Why Has the Financial Crisis Produced Few Criminal Cases? That is what the New York Times wants to know. And the answer it comes up with is: The financial crisis was a product of Wall Street greed, not criminality. This answer serves four purposes. First, for the notoriously leftist NYT, it strikes a note of moderation and fairness.

"See, we don't think all economic problems result from criminal businessmen."  Secondly, it nonetheless manages to blame businessmen for the economic crisis. "It was just a product of Wall Street greed, and Wall Street is always greedy. It's the nature of the beast." Thirdly, it obviates the suggestion that perhaps the villains were in Washington rather than New York. And fourthly, it implies that the ultimate solution to such crises must be an economic system that has no place for greed, such as, oh, an economy run by public servants. Update: Apparently, the question began with the New York Observer , so it seems that this thesis is a trial balloon that is already being floated by the leftist intelligentsia. The capitalist response must be to discover and publicize the simple and coherent story about how government regulators undermined the free-market system. Call it a first rough draft of history.

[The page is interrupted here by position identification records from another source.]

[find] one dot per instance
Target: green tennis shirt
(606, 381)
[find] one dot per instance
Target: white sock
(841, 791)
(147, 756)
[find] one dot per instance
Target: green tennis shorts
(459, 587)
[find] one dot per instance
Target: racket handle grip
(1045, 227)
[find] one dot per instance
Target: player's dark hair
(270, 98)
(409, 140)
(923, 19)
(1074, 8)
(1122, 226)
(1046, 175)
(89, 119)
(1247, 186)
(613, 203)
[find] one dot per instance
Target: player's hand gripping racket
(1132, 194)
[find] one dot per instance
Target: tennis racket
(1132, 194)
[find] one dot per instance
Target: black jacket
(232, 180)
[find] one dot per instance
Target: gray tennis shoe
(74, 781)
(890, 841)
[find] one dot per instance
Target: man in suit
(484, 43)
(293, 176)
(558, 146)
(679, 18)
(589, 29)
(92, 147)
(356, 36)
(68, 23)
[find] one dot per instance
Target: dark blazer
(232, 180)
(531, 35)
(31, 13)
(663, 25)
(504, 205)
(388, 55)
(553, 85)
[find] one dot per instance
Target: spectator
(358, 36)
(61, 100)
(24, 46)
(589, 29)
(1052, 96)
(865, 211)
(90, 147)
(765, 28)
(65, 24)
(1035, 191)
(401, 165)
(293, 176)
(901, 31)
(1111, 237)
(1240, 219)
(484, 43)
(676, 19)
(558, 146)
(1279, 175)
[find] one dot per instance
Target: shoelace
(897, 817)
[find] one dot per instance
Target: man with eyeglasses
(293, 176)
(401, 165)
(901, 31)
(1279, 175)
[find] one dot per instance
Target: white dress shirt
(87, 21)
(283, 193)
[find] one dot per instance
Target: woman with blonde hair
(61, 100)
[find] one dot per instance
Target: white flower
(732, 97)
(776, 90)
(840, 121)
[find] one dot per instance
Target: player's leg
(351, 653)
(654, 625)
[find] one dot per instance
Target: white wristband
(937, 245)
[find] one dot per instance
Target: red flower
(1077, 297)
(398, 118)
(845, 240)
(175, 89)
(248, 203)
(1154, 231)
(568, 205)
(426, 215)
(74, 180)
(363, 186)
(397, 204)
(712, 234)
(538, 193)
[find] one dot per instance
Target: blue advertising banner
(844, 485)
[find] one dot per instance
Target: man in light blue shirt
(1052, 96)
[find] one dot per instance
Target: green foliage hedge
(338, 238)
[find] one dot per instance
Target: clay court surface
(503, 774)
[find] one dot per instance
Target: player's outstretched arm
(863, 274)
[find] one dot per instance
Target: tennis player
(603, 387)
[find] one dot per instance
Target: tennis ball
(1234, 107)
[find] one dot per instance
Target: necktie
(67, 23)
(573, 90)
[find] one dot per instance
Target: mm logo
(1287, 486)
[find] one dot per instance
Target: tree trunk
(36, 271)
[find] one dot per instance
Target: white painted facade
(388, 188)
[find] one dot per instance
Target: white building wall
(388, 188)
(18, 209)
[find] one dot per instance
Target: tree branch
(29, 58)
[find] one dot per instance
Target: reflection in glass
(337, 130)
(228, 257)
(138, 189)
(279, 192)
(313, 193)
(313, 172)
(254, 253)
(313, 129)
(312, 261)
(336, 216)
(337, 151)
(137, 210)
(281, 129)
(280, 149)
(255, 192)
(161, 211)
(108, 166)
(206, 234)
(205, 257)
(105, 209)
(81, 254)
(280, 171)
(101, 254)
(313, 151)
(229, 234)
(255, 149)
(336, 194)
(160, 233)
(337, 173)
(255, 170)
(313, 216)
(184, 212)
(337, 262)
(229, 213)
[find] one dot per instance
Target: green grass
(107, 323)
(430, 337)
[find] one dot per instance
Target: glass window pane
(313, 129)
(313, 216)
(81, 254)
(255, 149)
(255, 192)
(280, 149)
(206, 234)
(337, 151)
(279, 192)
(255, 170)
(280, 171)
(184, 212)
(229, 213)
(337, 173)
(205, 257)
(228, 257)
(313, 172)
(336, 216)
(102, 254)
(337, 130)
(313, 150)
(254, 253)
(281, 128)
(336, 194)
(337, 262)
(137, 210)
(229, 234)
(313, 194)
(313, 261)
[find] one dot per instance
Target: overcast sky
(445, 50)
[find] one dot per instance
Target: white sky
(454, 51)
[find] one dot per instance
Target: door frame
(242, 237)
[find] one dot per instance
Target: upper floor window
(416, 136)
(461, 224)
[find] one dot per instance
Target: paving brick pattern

Black Will Stay in US. Conrad Black, according to his lawer, will not reveal more about the state of his finances to US District Court Judge Amy St. Eve. At his bail hearing on Jul 23, Black requested that he be allowed to visit his home in Canada, but St. Eve said she wanted to hear more about his available resources and give him an August 16 deadline to provide the information. Inasmuch as Black is not going to provide the data, it seems certain that he will have to remain in America while his appeals are heard.

The California Supreme Court Rules Against Google. Back in May I blogged about a suit charging Google with age discrimination in its firing of Brian Reid. Google protested that it had acceptable grounds for dismissing Reid and that whatever might have been said about him by co-workers did not reflect company policy and so was exempt under the "stray remarks" doctrine invented in 1988 by Justice Sandra Day O'Connor on one of her more creative days. ( No Company for Old Men? )

Predictably, in a further erosion of business rights, the California Supreme Court has now ruled against Google and so the case must go to trial on its merits. The court said: “An age-based remark not made directly in the context of an employment decision or uttered by a non-decision-maker may be relevant, circumstantial evidence of discrimination.” This ruling's potential to bring full-blown political correctness to the workplace is easily imagined. First, companies were forbidden from making employment and promotion decisions on a variety of grounds, regardless of the employers' preferences . Now, any stray remark by any company employee may be used as evidence of anti-whatever-ism inside the company. Inevitably, companies will begin to crack down on any expression of groupism of any variety, no matter how deep-seated may be man's tendency to think in terms of stereotypes and to joke in terms of steretypes.